Gaëtan Regniers is an FWO PhD research fellow at the Department of Translation, Interpreting and Communication at Ghent University in Belgium where he is affiliated to the TRACE (Translation and Culture) and MAPS (Centre for Media and Periodical Studies) research groups. Previously he studied Late Modern History (MA) and Eastern European Languages and Cultures (MA). His research focuses on 19th and 20th century translations of Russian literature published in periodicals (Serialized Russian litertaure in Dutch Newspapers). He published on the trans-European proliferation of Tolstoy’s stories in periodicals and (forthcoming) Tolstoy translations in the West prior to 1885.
My Research
In the 19th and 20th centuries, large amounts of readers were acquainted with foreign literature in their daily paper. Out of reach, gathering dust on library shelves and considered lowbrow literature this medium was until recently neglected. Thanks to digital archiving periodical studies are now gaining scholarly interest, although newspaper translations are yet to be examined.

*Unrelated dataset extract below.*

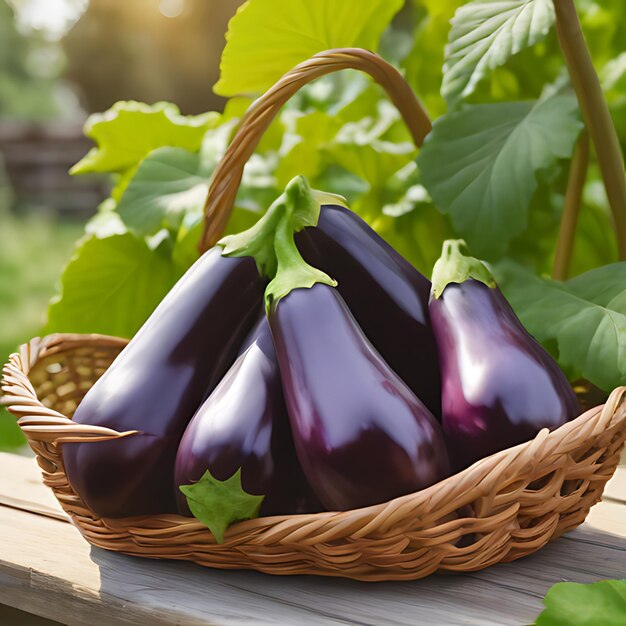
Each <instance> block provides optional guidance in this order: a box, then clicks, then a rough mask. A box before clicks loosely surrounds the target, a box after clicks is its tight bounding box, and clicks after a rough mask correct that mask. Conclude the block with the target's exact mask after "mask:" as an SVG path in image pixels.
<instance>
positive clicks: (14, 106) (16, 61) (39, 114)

My research focuses on translated Russian literature in Dutch newspapers and considers these translations as elements used by the editors for specific purposes and will examine the different purposes for publishing translations in newspapers.
Abstract
The Translated Feuilleton: Between News and Fiction
For the bulk of 19th and 20th century European newspapers the daily feuilleton or serialized novel is a shared trait. The feuilleton’s raison d’être is generally considered to be the pre publishing of content that at a later stage was to be published as a book volume. Data on over 1.200 serialized translations of Russian literature, published in Dutch newspapers between 1840 and 1970, challenges this claim. Not merely a spin-off from book volumes the translated feuilleton is a medium in its own right. The fact that we are dealing with translations only partially explains the difference in purpose. The analysis of data on translated feuilletons shows that pre-publishing only became predominant after World War II, raising questions about the nature of newspaper feuilletons before 1940.
Defining the newspapers of the era as the product of different actors struggling to make their world meaningful implies that the relation between the different texts within a newspaper is crucial. Serialized fiction is but one of those different types of content and this hermeneutical approach opens up perspectives to distinguish different motives for the publishing of serialized translated fiction, instrumentalization being the common thread. Neighboring news items serialized Russian literature established a dialogue with the daily news and drawing on stories and novels to illustrate news or daily events seems to have been particularly favorable to the resurfacing of older stories. Finally, translated Russian literature was instrumental for enhancing customer loyalty, increasing profitability, but also aiming to create a sense of community with the readership (this is adamant in left-wing newspapers after the 1917 revolution).
Recent Publications
2019 Regniers, »›Godziet de waarheid‹ :Tolstojs Nederlandstalige debuut,« TSL. TIJDSCHRIFT VOOR SLAVISCHE LITERATUUR, no. 82, pp. 15–19, 2019.